Отредактированная версия
24 августа 2015 г. в 19:39
В этой версии переделаны катрены: 10, 11, 12, 13, 14, 16, 17, 18, 19, 23, 26.
Теперь во всех катренах чёткое чередование женской и мужской рифм.
Тем не менее, первый вариант я считаю более удачным, потому сохраняю его.
Проклятый день! Триумф и пораженье!
Повыбив спесь из своры короля,
Развенчанный Фортуной во мгновенье,
На эшафоте оказался я.
Был рыцарский турнир. И я – горячий
Мальчишка – искушенье пригубил.
Я был овеян славой и удачей.
И победил, хоть не хватало сил.
Ах, Небесa! Я зависть вашу слышал
В овациях в тот миг, когда клинок
Мой гордого барона обездвижил,
Оставив в раз без чести и порток.
И как же сладок поцелуй твой, Ника!
И дорог приз из королевских рук…
Глупец! Ведь подлецам к лицу улыбка.
Успех – мой враг. Монарху я не друг.
Его я фаворитов опозорил.
Я осмеял его церковный клир.
И вот я, безымянный юный воин,
Для черни и рабов теперь кумир.
Но я забыл, я упустил из виду,
Как власть сильна, когда умеет льстить.
Я захмелел и гнусную интригу
Не смог, увы, тогда предотвратить.
Недолог бой – гремлю я кандалами,
Спиной прилип к позорному столбу.
А те, что час назад ещё кричали
«Ура!» мне, что же? Молча льют слезу…
Я не виню вас, скорбные созданья,
Запуганные раз и навсегда.
Ваш фатализм любое надруганье
Снесёт. Ведь рабский гнёт для вас – судьба.

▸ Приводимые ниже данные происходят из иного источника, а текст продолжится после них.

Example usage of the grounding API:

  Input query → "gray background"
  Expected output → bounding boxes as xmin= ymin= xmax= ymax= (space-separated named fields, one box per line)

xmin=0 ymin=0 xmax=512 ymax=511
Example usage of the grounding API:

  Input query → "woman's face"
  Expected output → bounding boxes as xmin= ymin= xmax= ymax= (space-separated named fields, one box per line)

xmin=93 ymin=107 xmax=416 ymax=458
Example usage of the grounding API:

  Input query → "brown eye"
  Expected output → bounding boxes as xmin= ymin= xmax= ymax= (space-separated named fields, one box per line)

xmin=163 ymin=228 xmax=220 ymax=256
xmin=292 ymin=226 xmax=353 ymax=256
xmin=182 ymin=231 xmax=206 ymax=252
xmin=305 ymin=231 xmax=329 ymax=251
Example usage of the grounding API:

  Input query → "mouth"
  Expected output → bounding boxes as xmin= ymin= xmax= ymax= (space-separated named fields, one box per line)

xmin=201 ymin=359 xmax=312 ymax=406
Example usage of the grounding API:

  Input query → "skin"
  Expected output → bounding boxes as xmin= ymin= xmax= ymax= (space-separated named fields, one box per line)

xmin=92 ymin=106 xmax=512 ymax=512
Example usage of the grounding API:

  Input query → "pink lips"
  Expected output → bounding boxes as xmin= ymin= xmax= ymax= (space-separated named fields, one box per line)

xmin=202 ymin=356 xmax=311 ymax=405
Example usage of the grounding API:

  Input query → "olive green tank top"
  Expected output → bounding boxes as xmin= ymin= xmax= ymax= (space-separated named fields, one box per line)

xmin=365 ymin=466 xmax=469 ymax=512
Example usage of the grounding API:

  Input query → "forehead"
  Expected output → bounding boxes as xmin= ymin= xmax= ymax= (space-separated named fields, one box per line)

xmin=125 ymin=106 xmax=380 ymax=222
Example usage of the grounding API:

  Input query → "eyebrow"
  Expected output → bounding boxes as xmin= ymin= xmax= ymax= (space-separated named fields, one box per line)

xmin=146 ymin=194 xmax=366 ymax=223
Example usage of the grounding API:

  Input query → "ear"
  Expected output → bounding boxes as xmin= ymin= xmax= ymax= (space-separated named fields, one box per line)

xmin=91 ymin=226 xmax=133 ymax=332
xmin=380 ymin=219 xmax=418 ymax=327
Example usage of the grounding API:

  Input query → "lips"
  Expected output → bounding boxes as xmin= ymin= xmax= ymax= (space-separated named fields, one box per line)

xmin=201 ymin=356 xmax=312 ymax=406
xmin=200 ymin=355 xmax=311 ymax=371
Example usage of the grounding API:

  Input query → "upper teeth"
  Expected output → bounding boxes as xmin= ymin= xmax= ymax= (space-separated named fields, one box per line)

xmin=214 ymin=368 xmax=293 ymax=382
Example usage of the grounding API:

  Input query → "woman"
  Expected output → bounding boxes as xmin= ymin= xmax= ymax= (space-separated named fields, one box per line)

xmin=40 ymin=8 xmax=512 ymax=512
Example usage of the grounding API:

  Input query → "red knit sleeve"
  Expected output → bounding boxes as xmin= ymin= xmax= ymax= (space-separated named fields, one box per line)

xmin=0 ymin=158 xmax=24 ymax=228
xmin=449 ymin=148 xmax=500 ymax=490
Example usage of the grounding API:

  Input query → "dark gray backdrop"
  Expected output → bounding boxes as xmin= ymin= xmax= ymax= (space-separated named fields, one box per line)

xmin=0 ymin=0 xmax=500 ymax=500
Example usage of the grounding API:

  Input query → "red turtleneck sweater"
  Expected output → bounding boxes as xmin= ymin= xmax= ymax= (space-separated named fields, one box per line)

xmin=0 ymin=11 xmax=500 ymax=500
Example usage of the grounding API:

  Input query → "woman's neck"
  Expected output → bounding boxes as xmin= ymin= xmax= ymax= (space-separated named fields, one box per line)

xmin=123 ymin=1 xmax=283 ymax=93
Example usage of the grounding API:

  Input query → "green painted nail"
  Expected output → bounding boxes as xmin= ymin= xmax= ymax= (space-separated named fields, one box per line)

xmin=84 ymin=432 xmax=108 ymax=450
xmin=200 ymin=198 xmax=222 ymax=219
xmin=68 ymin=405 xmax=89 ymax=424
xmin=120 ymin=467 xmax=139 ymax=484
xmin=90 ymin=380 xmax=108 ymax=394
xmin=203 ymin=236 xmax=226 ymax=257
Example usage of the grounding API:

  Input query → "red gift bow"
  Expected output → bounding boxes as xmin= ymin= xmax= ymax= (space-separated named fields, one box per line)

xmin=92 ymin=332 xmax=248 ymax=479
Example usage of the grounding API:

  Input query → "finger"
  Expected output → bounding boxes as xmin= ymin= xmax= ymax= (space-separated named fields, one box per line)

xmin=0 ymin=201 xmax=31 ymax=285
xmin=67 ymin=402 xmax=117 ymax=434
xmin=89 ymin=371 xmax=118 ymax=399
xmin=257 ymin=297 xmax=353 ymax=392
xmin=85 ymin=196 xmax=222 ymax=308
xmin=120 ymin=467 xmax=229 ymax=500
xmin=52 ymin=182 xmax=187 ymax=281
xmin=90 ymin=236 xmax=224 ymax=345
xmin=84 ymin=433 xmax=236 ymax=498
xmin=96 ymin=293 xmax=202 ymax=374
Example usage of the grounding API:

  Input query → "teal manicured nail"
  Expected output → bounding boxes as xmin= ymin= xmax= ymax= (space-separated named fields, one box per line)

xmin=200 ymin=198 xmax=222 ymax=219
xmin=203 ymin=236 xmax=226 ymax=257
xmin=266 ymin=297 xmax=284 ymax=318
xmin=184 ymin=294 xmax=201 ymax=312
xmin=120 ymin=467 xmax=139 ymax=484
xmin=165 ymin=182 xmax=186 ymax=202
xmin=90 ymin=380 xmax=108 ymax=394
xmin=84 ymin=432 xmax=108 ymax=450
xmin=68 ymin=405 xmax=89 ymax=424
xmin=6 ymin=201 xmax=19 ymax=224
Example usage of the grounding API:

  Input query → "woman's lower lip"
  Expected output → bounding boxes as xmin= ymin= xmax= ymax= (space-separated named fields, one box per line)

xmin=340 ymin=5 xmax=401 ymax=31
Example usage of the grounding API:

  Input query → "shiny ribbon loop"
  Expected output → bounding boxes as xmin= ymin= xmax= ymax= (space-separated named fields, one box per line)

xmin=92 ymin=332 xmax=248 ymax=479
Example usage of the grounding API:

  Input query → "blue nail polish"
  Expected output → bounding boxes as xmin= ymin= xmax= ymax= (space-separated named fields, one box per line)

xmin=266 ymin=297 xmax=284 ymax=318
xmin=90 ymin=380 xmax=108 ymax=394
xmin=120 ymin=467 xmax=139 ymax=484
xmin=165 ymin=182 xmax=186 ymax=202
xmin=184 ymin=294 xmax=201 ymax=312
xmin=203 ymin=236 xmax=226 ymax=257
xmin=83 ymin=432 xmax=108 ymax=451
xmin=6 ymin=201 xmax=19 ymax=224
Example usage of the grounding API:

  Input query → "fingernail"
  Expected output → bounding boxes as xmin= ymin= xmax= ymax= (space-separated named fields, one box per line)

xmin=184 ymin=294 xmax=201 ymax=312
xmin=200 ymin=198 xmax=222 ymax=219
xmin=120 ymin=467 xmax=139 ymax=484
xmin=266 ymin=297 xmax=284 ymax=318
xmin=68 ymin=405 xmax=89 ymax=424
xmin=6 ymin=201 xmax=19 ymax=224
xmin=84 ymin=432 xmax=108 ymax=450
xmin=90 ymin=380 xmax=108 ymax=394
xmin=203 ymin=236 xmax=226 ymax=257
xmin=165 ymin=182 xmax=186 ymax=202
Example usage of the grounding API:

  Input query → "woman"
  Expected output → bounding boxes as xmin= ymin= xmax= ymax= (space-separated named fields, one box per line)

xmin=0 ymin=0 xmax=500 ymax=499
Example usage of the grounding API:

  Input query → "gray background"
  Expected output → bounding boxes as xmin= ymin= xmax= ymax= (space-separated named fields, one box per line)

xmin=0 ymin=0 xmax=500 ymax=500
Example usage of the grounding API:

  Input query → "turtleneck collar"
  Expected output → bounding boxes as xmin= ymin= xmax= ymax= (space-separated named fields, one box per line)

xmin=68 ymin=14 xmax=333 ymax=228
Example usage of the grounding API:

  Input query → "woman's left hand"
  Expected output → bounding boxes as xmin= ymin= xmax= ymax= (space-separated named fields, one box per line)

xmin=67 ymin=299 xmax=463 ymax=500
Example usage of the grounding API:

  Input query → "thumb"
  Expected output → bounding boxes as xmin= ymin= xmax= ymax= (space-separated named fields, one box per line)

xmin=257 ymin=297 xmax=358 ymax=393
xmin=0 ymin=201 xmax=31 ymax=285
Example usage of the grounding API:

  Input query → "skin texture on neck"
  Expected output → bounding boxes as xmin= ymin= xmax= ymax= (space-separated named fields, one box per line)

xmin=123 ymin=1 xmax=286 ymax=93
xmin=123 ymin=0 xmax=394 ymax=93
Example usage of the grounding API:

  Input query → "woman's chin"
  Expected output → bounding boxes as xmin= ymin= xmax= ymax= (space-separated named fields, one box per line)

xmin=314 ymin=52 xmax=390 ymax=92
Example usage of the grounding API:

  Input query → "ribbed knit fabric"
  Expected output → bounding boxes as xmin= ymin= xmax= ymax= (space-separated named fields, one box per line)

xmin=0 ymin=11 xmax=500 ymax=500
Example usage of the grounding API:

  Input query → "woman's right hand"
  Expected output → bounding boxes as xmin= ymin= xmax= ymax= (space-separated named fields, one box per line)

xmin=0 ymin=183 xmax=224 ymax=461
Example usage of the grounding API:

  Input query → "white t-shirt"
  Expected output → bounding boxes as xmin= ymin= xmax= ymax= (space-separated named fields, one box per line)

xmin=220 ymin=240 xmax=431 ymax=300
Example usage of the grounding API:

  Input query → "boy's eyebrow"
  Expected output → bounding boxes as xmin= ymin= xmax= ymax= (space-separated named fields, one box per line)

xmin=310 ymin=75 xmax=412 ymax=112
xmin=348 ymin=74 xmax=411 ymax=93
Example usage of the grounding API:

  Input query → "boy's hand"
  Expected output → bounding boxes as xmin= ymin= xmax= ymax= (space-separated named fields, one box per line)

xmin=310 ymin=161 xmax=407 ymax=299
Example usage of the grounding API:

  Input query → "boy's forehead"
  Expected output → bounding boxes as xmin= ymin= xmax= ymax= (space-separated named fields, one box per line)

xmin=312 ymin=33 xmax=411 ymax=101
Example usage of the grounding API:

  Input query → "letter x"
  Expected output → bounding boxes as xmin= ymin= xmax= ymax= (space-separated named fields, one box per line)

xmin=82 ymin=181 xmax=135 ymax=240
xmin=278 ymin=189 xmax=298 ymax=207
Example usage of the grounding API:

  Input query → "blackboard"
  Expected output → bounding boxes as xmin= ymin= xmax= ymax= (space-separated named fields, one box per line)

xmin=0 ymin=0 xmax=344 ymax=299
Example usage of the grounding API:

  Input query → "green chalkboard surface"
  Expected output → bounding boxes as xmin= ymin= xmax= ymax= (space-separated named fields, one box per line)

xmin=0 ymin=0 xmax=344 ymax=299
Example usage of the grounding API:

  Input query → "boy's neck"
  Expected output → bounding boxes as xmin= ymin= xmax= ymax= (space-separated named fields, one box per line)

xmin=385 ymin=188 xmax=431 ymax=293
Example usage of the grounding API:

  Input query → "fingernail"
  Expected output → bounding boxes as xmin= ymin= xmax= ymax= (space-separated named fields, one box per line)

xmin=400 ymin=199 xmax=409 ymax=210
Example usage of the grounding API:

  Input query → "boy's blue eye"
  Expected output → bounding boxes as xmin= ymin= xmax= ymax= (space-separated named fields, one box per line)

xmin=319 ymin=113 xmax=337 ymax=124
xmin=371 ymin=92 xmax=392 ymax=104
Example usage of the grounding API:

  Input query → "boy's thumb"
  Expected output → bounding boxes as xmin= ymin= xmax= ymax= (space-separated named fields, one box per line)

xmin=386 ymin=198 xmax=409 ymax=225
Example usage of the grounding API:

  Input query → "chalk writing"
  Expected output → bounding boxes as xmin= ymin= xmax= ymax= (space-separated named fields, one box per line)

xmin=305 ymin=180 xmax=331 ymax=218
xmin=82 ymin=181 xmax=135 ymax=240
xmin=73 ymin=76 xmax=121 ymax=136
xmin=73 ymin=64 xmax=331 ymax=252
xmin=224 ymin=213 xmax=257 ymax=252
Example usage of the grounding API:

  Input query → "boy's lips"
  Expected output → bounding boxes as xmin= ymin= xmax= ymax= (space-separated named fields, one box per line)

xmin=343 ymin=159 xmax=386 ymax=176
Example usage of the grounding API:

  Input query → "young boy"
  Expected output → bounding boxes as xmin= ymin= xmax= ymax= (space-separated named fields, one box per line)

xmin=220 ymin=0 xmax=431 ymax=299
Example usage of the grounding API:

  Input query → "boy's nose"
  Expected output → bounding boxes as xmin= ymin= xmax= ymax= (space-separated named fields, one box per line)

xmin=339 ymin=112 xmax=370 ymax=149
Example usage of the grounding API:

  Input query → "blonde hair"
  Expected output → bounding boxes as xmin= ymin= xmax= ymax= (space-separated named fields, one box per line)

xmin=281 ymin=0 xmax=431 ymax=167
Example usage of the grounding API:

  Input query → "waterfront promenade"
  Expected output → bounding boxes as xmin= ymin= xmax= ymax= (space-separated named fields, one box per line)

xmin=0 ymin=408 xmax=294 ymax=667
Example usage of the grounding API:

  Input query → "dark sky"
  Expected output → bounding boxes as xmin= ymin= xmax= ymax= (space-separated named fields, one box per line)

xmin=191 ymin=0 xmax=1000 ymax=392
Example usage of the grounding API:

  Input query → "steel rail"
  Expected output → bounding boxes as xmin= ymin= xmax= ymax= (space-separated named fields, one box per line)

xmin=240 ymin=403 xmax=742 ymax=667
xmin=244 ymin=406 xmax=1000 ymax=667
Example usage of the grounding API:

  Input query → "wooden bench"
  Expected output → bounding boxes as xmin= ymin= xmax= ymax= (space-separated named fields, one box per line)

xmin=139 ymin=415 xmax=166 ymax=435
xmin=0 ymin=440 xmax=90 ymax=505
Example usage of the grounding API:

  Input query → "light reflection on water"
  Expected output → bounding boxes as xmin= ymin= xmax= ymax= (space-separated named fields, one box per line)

А я уйду! Нет страха перед плахой.
Но ненависть, досада и ещё
В груди грусть больно жжётся под рубахой –
О том скорблю, что мне не суждено
Обнять уж мать – я думал о ней мало.
И не поцеловать уже взасос
Девчонку, что меня так опекала,
Не принимая всё-таки всерьёз.
Не суждено свою открыть ей душу.
Не суждено услышать её смех…
Эй, с колокольни видит – я не трушу, –
Как херувим блаженный, белый стерх.
В изодранной и изожженной робе,
Со мною рядом нежное дитя –
Бесчеловечной и жестокой воле
Бедняжка, как и я, обречена.
Царят здесь мрази в рясах и сутанах.
Невежество – их идол и алтарь.
Здесь прав лишь тот, кто с золотом в карманах.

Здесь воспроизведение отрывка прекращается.